A cheap and easy way of manufacturing a silhouette of a friend is to have him pose in front of a sheet of paper hung against a wall which is illuminated by a candle. All you have to do is to outline with a pencil the shadow cast by his face, and afterward fill in the white space with black paint or crayon. The famous Levater constructed an ingenious device for making silhouettes. It is thus described in his work on physiognomy: "The shadow is projected upon a fine paper, well oiled and dried, and placed behind a piece of plate-glass supported in a frame secured to the back of the chair. Behind this glass the artist stands, and holding the frame with one hand, draws with the other." A candle furnished the necessary light.
During the French Revolution, it was a dangerous thing to possess a likeness of the martyred King Louis XVI. The scions of the nobility, resident in Paris in disguise, living, as it were, in the shadow of the guillotine, carefully hid all souvenirs of the king and royal family, until better days should dawn. To be found in possession of a portrait of the ill-fated Louis meant denunciation and death.

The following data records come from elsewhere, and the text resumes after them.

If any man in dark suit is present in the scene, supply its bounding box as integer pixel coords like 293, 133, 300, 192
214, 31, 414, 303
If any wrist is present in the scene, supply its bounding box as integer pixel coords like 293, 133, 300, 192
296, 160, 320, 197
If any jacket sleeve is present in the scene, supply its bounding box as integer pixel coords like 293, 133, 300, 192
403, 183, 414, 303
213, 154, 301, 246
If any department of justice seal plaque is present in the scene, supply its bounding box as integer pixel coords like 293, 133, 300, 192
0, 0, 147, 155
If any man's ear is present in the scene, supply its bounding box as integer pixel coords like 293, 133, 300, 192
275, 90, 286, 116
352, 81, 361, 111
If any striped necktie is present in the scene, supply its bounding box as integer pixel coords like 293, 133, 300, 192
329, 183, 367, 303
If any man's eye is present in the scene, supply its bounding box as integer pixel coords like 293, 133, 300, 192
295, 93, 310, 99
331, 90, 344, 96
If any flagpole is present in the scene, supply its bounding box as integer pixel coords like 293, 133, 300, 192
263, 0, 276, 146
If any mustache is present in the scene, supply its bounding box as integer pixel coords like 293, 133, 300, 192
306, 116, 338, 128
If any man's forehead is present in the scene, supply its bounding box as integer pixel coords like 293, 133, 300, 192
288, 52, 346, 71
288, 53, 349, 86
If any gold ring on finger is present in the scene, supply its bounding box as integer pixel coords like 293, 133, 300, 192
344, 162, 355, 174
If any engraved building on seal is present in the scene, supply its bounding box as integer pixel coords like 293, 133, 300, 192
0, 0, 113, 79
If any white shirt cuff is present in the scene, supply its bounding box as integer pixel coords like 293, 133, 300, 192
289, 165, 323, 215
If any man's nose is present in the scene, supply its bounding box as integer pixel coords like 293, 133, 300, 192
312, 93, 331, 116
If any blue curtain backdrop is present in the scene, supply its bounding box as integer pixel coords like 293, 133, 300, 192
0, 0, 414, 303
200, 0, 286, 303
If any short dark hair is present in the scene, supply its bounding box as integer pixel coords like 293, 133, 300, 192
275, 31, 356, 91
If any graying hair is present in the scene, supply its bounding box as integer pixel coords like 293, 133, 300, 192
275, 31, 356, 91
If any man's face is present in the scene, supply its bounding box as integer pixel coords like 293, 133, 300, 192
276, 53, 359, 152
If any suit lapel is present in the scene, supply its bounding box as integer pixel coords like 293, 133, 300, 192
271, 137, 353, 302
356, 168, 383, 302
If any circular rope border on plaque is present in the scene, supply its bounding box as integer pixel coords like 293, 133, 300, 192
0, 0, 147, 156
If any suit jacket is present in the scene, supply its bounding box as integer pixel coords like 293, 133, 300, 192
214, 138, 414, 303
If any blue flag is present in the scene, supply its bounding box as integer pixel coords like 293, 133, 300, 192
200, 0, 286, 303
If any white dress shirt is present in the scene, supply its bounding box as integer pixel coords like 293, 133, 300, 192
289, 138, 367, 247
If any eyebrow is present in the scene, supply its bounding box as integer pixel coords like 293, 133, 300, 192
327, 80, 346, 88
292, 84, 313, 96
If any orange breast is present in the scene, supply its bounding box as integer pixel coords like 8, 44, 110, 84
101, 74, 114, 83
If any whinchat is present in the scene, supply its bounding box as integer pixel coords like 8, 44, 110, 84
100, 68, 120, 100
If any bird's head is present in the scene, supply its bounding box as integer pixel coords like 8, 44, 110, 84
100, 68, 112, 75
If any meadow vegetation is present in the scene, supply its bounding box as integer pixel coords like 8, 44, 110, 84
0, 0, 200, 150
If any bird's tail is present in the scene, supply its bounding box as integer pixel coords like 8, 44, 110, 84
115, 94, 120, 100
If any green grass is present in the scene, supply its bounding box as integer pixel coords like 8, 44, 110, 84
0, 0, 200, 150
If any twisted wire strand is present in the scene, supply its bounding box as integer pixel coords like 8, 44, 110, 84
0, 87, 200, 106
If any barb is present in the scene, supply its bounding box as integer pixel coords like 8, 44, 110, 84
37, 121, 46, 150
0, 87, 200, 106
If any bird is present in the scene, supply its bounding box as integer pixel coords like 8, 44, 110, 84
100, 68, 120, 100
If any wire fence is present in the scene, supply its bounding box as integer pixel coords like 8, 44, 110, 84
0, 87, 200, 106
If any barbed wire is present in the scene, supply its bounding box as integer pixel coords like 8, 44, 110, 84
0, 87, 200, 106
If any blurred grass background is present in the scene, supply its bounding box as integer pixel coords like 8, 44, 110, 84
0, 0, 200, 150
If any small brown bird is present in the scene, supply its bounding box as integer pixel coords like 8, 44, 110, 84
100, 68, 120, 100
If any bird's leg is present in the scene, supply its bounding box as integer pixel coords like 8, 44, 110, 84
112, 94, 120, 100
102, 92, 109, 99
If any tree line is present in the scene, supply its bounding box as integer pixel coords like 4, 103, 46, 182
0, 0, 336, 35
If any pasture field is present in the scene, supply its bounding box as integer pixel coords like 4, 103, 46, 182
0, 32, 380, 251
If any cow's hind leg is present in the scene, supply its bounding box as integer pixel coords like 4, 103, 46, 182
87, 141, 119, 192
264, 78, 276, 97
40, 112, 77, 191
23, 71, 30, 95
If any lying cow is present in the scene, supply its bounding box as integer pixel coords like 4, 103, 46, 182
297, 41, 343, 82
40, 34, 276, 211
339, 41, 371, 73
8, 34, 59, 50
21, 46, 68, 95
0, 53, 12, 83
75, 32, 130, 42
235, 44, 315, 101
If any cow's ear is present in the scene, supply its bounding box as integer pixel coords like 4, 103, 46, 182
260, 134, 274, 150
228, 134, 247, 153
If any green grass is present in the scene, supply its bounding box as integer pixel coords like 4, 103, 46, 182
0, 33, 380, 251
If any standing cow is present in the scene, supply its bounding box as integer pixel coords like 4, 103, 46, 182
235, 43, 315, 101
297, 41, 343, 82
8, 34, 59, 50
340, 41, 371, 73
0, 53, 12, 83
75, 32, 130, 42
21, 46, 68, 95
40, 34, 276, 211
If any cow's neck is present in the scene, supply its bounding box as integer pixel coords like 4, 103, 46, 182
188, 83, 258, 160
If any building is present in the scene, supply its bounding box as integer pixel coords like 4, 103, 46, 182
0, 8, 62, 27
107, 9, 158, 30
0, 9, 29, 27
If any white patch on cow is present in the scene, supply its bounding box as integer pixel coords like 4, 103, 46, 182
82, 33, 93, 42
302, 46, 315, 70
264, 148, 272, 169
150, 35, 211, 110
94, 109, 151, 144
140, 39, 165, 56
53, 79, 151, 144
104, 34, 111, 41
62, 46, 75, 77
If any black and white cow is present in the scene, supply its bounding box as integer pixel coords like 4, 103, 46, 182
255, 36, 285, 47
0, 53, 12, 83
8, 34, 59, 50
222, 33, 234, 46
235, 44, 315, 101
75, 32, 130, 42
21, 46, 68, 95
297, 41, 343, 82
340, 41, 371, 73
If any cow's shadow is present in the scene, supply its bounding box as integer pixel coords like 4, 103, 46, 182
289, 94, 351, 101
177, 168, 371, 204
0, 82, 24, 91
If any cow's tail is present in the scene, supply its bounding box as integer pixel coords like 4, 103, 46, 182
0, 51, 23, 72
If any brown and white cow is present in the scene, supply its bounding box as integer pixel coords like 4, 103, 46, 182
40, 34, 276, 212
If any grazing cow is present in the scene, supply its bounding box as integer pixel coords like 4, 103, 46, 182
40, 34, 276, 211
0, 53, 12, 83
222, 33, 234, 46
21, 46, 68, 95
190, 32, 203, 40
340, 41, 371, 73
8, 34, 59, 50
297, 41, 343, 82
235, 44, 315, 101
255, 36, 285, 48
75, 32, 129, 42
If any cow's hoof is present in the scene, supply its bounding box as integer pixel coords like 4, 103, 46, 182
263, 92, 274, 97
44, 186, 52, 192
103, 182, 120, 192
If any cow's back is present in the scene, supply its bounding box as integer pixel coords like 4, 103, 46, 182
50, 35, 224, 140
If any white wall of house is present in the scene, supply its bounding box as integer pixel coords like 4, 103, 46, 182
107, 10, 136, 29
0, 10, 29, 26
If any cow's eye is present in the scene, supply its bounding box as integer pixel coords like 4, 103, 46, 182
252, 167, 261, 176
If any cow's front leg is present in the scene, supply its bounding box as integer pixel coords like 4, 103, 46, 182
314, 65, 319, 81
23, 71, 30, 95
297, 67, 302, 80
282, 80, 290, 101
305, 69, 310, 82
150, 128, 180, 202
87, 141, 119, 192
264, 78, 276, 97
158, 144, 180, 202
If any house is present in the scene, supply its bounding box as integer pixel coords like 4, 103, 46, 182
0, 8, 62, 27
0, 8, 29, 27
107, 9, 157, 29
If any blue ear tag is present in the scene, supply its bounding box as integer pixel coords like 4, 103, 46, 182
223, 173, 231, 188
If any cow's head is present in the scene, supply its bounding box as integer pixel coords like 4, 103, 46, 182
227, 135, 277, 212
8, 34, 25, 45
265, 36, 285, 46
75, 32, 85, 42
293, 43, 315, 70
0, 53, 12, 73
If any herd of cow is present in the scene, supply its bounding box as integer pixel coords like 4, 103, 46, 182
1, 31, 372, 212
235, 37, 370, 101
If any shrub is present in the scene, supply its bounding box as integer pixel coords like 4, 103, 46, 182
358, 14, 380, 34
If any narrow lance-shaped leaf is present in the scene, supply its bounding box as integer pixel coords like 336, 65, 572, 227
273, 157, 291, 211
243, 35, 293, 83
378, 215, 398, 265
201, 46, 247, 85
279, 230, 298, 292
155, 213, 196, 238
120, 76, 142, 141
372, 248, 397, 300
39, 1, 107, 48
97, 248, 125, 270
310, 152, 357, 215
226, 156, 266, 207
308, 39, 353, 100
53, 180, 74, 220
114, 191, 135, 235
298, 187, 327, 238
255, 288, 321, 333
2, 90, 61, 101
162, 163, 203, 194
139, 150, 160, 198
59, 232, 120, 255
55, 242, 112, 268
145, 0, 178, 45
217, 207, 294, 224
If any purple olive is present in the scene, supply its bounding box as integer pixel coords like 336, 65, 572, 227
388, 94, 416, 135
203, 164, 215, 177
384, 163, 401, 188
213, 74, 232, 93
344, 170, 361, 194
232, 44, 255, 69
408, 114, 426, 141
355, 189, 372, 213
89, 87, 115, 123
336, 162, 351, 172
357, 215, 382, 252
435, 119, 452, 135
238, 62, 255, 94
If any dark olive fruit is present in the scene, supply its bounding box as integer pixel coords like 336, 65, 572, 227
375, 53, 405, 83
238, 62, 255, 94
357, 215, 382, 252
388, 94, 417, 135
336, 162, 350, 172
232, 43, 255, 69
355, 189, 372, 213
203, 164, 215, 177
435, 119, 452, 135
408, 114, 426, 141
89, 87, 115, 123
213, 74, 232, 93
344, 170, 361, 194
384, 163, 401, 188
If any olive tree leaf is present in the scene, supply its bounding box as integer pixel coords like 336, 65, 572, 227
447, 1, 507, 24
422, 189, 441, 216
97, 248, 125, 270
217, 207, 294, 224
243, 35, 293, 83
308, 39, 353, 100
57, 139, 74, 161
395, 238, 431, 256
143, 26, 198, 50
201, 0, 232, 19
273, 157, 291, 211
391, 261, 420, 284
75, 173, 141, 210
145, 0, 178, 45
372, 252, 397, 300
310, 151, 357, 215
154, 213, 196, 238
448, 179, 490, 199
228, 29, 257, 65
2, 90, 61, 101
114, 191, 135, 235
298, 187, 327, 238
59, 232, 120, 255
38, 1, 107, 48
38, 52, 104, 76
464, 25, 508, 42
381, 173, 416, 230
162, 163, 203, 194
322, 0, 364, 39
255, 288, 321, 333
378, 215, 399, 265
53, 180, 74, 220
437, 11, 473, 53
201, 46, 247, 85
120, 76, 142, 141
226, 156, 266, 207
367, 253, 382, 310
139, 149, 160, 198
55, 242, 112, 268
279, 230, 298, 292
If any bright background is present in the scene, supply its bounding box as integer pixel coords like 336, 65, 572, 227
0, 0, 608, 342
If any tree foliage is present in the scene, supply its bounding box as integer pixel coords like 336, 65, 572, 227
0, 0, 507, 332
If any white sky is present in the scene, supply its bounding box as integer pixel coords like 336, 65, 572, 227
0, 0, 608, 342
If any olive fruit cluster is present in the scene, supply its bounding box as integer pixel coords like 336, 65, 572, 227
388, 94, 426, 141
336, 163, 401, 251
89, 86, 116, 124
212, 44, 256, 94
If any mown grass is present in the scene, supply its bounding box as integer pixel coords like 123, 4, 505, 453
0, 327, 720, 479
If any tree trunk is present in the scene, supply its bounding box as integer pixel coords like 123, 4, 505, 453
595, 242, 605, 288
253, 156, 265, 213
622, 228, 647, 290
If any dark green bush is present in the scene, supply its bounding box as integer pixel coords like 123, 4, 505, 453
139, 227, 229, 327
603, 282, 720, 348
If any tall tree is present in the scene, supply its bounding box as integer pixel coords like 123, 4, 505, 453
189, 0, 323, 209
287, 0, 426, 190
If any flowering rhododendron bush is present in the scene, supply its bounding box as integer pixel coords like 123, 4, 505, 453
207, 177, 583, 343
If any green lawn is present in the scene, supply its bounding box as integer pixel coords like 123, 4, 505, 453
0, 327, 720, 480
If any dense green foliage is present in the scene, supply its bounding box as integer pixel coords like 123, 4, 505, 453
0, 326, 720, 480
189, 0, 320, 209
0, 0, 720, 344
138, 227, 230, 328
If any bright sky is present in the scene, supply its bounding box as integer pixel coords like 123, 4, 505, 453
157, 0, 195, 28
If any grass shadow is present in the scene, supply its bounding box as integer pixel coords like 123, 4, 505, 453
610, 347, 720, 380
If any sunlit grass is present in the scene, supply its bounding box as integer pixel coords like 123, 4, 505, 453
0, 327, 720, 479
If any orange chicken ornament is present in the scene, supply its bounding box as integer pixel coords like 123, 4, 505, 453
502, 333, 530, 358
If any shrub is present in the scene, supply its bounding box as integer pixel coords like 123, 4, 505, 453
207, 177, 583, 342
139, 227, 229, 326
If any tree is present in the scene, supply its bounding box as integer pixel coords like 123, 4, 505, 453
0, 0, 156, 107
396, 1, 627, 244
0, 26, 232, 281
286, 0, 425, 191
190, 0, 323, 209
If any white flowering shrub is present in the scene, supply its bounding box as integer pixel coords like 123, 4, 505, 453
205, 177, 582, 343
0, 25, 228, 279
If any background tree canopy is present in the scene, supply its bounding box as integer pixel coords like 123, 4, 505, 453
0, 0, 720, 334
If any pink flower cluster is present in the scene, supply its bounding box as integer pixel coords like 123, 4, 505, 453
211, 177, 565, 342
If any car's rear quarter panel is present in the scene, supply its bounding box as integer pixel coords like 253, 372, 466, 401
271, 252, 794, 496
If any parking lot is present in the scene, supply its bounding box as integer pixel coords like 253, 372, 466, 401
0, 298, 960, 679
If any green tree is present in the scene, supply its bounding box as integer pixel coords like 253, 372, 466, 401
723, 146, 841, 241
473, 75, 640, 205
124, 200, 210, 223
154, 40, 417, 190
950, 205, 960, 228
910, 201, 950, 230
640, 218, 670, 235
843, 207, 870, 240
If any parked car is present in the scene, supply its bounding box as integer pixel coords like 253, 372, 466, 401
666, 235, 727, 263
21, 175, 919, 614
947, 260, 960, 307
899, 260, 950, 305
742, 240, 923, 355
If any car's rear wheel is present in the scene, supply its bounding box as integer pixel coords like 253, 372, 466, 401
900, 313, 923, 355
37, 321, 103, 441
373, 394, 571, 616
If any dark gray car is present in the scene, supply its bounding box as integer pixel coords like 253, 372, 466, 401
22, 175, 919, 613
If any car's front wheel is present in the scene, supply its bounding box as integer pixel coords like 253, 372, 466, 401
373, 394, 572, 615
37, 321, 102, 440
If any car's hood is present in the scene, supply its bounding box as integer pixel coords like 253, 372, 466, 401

Finally a clever wood carver of royalist persuasion succeeded in fashioning a cane which would throw a silhouette upon a wall—a likeness of Louis XVI. He drove a great trade among the aristocrats, who carried these walking sticks about with impunity, flourishing them under the very noses of the revolutionists. Nobody could possibly suspect a cane. Chessmen were also made on similar principles. When the tables were turned and Louis XVIII came to his own again, it was a dangerous thing to indulge in Napoleonic relics. A carver in wood, possibly an old soldier of the Imperial Guard, constructed a silhouette cane for the suppressed Bonapartists.
The illustrating of books and magazines with silhouette pictures has recently come into vogue. It is especially popular in Paris, where the famous caricaturist Caran d'Ache, has done much to elevate the art. After working at silhouettes for some time, he conceived the clever idea of cutting figures out in zinc and casting them upon an illuminated screen; fashioning them in sections so that they could be made to work by means of cords operated by assistants. His first exhibition was given at the Chat Noir, a cafe much frequented by artists and literary men. Finally a special representation was gotten up at the Theatre d' Application, and crowds flocked to see the silhouettes. M. d'Ache is very successful in representing military scenes. He projects upon the screen the battles and triumphal marches of the Emperor Napoleon.